In light of these several observations, it is important to know how plant monoterpene production might be affected by the ongoing rise in the atmosphere's CO2 concentration, as well as by any warming that might yet occur as the earth continues to recover from the global chill of the Little Ice Age, during which time the planet experienced some of the coldest temperatures of the current interglacial. In what follows, therefore, we briefly review the findings of some studies that have investigated various aspects of this subject.

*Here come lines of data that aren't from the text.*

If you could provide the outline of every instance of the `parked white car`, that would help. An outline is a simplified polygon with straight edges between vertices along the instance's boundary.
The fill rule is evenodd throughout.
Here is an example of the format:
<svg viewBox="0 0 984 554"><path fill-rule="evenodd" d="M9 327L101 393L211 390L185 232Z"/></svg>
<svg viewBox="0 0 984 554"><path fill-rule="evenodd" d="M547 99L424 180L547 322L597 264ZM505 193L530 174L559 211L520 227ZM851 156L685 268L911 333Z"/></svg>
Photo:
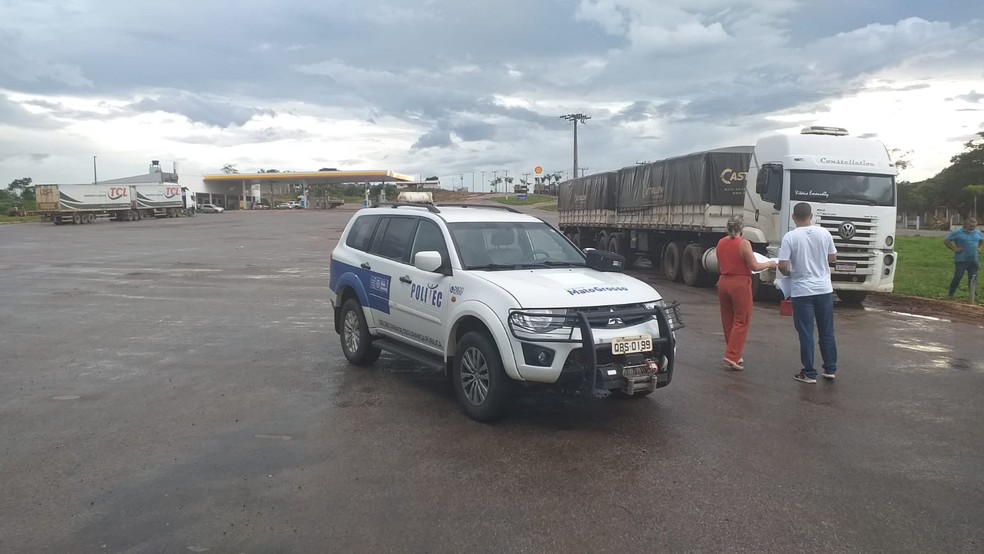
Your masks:
<svg viewBox="0 0 984 554"><path fill-rule="evenodd" d="M349 221L329 296L351 363L386 350L445 371L491 421L519 383L636 397L670 383L676 304L623 263L509 207L396 204Z"/></svg>

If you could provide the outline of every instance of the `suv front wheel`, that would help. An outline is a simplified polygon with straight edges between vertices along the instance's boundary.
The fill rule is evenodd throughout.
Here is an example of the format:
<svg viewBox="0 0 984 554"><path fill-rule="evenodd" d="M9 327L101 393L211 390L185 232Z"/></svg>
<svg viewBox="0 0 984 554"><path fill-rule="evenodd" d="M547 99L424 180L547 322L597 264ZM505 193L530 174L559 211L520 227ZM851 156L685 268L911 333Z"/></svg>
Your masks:
<svg viewBox="0 0 984 554"><path fill-rule="evenodd" d="M513 382L502 368L495 343L471 331L458 342L454 358L454 392L469 417L478 421L501 418L512 400Z"/></svg>
<svg viewBox="0 0 984 554"><path fill-rule="evenodd" d="M342 305L342 352L355 365L370 365L379 358L381 350L372 345L366 316L359 301L350 298Z"/></svg>

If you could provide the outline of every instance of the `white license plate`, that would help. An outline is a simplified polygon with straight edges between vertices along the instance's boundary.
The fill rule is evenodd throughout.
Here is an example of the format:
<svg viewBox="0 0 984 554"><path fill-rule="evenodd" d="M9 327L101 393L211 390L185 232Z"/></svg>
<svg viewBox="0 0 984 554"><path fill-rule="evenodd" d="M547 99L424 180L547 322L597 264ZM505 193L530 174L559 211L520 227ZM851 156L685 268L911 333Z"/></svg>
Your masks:
<svg viewBox="0 0 984 554"><path fill-rule="evenodd" d="M612 339L612 354L635 354L653 349L653 338L649 335L637 337L618 337Z"/></svg>

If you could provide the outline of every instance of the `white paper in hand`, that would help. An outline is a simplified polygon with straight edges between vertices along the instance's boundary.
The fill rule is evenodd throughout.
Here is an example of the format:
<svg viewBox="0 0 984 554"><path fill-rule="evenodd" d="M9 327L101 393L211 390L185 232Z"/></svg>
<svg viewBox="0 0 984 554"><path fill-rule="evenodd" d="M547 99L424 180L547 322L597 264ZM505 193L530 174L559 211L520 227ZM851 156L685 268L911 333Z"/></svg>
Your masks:
<svg viewBox="0 0 984 554"><path fill-rule="evenodd" d="M755 254L755 261L758 262L758 263L760 263L760 264L767 264L769 262L779 263L779 258L767 258L767 257L759 254L758 252L752 252L752 253ZM765 271L765 270L763 269L761 271L753 271L752 273L762 273L762 271Z"/></svg>

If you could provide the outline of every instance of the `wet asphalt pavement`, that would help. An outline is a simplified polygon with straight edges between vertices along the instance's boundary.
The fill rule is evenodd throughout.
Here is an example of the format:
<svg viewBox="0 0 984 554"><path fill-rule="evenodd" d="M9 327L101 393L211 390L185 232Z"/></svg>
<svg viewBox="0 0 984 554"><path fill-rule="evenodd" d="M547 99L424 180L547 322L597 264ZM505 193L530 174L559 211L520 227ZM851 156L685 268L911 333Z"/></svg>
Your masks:
<svg viewBox="0 0 984 554"><path fill-rule="evenodd" d="M730 372L714 289L637 270L684 306L672 384L483 425L345 362L351 213L0 226L0 551L984 550L980 324L838 306L805 385L776 304Z"/></svg>

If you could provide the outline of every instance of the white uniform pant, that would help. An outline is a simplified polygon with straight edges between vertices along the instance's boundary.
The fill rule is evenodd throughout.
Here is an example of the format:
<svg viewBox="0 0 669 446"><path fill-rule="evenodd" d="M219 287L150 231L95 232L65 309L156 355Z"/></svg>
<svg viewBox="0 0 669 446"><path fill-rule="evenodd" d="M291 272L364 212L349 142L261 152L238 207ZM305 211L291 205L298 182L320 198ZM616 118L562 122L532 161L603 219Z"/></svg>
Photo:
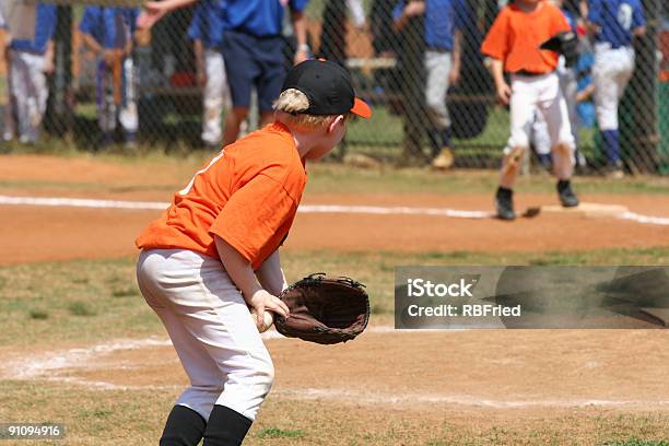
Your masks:
<svg viewBox="0 0 669 446"><path fill-rule="evenodd" d="M16 114L16 131L21 142L39 138L42 118L46 111L49 91L44 73L44 55L10 51L11 104ZM9 130L9 129L8 129Z"/></svg>
<svg viewBox="0 0 669 446"><path fill-rule="evenodd" d="M142 251L137 278L190 379L176 404L204 420L213 404L255 420L274 368L244 297L220 260L183 249Z"/></svg>
<svg viewBox="0 0 669 446"><path fill-rule="evenodd" d="M535 114L539 111L548 126L551 144L575 148L570 115L560 79L552 72L536 77L512 77L509 148L528 148Z"/></svg>
<svg viewBox="0 0 669 446"><path fill-rule="evenodd" d="M124 59L121 77L121 103L114 102L114 75L104 60L97 66L97 122L103 133L116 130L117 121L127 134L137 133L139 115L137 110L137 75L131 57Z"/></svg>
<svg viewBox="0 0 669 446"><path fill-rule="evenodd" d="M439 130L450 127L446 93L451 68L450 52L425 51L425 103L433 125Z"/></svg>
<svg viewBox="0 0 669 446"><path fill-rule="evenodd" d="M610 44L595 45L595 113L601 131L618 130L618 104L633 72L632 47L612 49Z"/></svg>
<svg viewBox="0 0 669 446"><path fill-rule="evenodd" d="M202 141L207 144L219 144L223 139L221 130L221 115L223 108L232 108L232 99L227 79L225 77L225 61L221 51L214 49L204 50L204 69L207 71L207 83L202 92L203 111L202 117Z"/></svg>

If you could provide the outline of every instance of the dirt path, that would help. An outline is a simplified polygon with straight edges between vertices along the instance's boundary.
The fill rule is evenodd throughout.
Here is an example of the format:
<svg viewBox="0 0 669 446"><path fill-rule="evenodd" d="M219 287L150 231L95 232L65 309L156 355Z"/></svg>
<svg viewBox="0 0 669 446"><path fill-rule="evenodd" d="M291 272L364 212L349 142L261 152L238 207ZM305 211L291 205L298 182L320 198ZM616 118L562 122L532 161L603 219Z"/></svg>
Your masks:
<svg viewBox="0 0 669 446"><path fill-rule="evenodd" d="M665 330L372 328L354 342L328 348L289 339L267 344L277 368L272 392L279 398L409 410L432 407L460 415L481 410L550 415L588 407L669 410L667 341ZM1 371L12 378L48 375L103 389L187 384L172 345L157 339L13 357Z"/></svg>
<svg viewBox="0 0 669 446"><path fill-rule="evenodd" d="M190 163L192 164L192 163ZM105 163L95 159L7 155L0 162L1 195L74 197L168 202L175 183L192 172L189 163L145 161ZM596 195L583 201L622 204L645 215L669 216L665 196ZM552 193L527 193L517 208L554 204ZM492 211L489 195L307 195L303 204L448 208ZM0 265L27 261L108 258L136 253L137 234L160 211L79 209L0 204ZM408 251L583 251L613 247L669 245L669 226L645 225L580 213L542 213L507 223L438 215L373 215L302 213L286 250Z"/></svg>

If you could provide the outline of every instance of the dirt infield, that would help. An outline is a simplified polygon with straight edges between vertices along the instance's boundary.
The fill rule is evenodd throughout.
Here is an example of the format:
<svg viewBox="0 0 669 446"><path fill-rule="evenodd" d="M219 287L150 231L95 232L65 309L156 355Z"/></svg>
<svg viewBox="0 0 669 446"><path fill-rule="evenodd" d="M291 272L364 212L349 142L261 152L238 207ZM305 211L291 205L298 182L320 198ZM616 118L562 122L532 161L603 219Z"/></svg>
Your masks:
<svg viewBox="0 0 669 446"><path fill-rule="evenodd" d="M313 402L333 411L357 411L362 421L380 415L396 424L422 420L437 426L447 420L462 430L504 425L523 435L538 425L548 431L571 416L612 418L622 429L623 416L655 414L659 425L646 421L647 427L661 437L669 435L667 424L661 427L669 391L666 355L658 352L668 336L665 330L416 333L372 328L354 342L330 348L270 339L277 380L260 420L274 416L272 401L296 408ZM178 394L187 378L167 343L148 339L14 356L0 366L0 378L48 377L86 389ZM293 422L320 429L314 425L315 414ZM580 430L584 436L577 444L591 444L597 426ZM424 435L415 432L412 444L422 444ZM567 438L564 435L560 444L570 443ZM535 439L524 444L545 444Z"/></svg>
<svg viewBox="0 0 669 446"><path fill-rule="evenodd" d="M179 163L153 171L146 163L3 156L0 198L167 202L191 172ZM667 195L584 193L582 199L669 218ZM553 193L525 193L517 207L555 203ZM303 204L492 211L491 193L318 193L307 188ZM136 235L159 214L159 210L104 206L0 204L0 266L133 255ZM541 253L660 246L669 246L668 225L578 212L544 212L513 223L429 212L304 212L284 248L290 255L318 249ZM51 317L57 316L26 324L46 329ZM400 332L388 327L390 318L373 317L360 339L330 348L268 337L277 382L254 429L294 426L307 433L303 441L272 441L286 445L601 444L625 437L625 432L669 437L666 330ZM124 407L141 391L172 401L187 382L164 332L103 343L77 339L48 348L48 342L30 352L0 348L4 357L0 380L48 383L56 386L50 387L52 392L68 386L82 392L105 390ZM161 402L160 411L152 407L159 414L136 435L153 442L169 403ZM75 415L55 411L54 416L75 423L75 418L68 418ZM0 409L0 415L8 414L12 412ZM421 427L443 431L416 431ZM90 444L85 438L93 434L75 429L81 432L72 434L72 444ZM460 434L468 439L461 441ZM254 435L249 444L267 444Z"/></svg>

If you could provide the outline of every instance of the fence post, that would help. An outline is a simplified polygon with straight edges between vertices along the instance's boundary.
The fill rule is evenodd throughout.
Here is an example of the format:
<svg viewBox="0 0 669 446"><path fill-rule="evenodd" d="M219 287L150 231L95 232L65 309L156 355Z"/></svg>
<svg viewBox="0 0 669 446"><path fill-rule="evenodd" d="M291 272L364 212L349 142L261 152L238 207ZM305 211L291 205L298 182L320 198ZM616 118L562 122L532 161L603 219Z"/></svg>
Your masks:
<svg viewBox="0 0 669 446"><path fill-rule="evenodd" d="M659 164L658 27L661 0L644 0L646 35L635 42L636 67L620 104L623 159L633 172L655 174Z"/></svg>
<svg viewBox="0 0 669 446"><path fill-rule="evenodd" d="M72 7L57 7L54 37L54 75L49 79L49 104L45 128L55 136L71 136L73 124L72 96Z"/></svg>

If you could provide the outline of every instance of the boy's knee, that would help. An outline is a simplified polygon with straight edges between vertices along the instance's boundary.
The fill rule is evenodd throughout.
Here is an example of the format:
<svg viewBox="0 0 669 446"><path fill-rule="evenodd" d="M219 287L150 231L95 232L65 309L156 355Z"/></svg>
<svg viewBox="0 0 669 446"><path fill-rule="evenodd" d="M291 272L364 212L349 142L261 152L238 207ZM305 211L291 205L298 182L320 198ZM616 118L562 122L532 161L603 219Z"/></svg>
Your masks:
<svg viewBox="0 0 669 446"><path fill-rule="evenodd" d="M274 384L274 364L269 353L267 357L259 360L258 364L258 379L260 385L269 392Z"/></svg>

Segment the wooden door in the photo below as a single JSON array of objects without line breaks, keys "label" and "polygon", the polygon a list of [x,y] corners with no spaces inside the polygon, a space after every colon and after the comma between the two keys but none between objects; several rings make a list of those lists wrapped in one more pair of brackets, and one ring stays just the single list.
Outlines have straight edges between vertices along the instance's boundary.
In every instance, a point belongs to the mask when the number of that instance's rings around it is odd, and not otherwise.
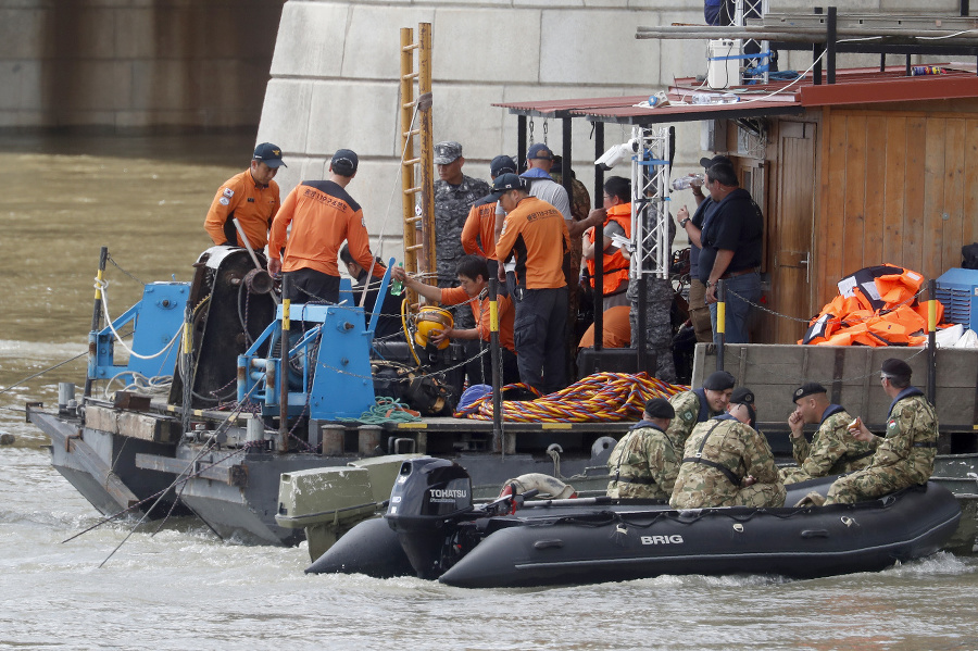
[{"label": "wooden door", "polygon": [[[772,248],[770,309],[795,318],[811,317],[815,271],[815,124],[782,122],[778,135],[777,201],[767,245]],[[776,317],[774,343],[794,343],[805,324]]]}]

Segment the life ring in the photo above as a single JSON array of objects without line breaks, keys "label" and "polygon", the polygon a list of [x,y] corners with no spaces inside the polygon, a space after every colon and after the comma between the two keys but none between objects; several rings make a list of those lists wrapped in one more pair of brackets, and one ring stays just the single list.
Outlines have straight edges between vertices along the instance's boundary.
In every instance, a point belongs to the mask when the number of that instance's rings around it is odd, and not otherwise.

We begin with a study conducted by Vuorinen et al. (2004), who grew well-watered and fertilized white cabbage plants from seed for 25 days in growth chambers maintained at atmospheric CO2 concentrations of either 360 or 720 ppm. One group of plants in each CO2 treatment experienced no larval insect feeding, another experienced 48 hours of feeding by larvae of a crucifer specialist (Plutella xylostella), while yet another group experienced 48 hours of feeding by larvae of a generalist herbivore (Spodoptera littoralis), after which several BVOCs released by each group of plants were collected from the air surrounding them and analyzed. This protocol revealed, in the words of the researchers who conducted the work, that "total monoterpene emission per shoot dry weight was approximately 27% reduced [our italics] from plants grown at elevated CO2; and they report there was no difference in larval-induced damage to the plants between the ambient-air and CO2-enriched treatments.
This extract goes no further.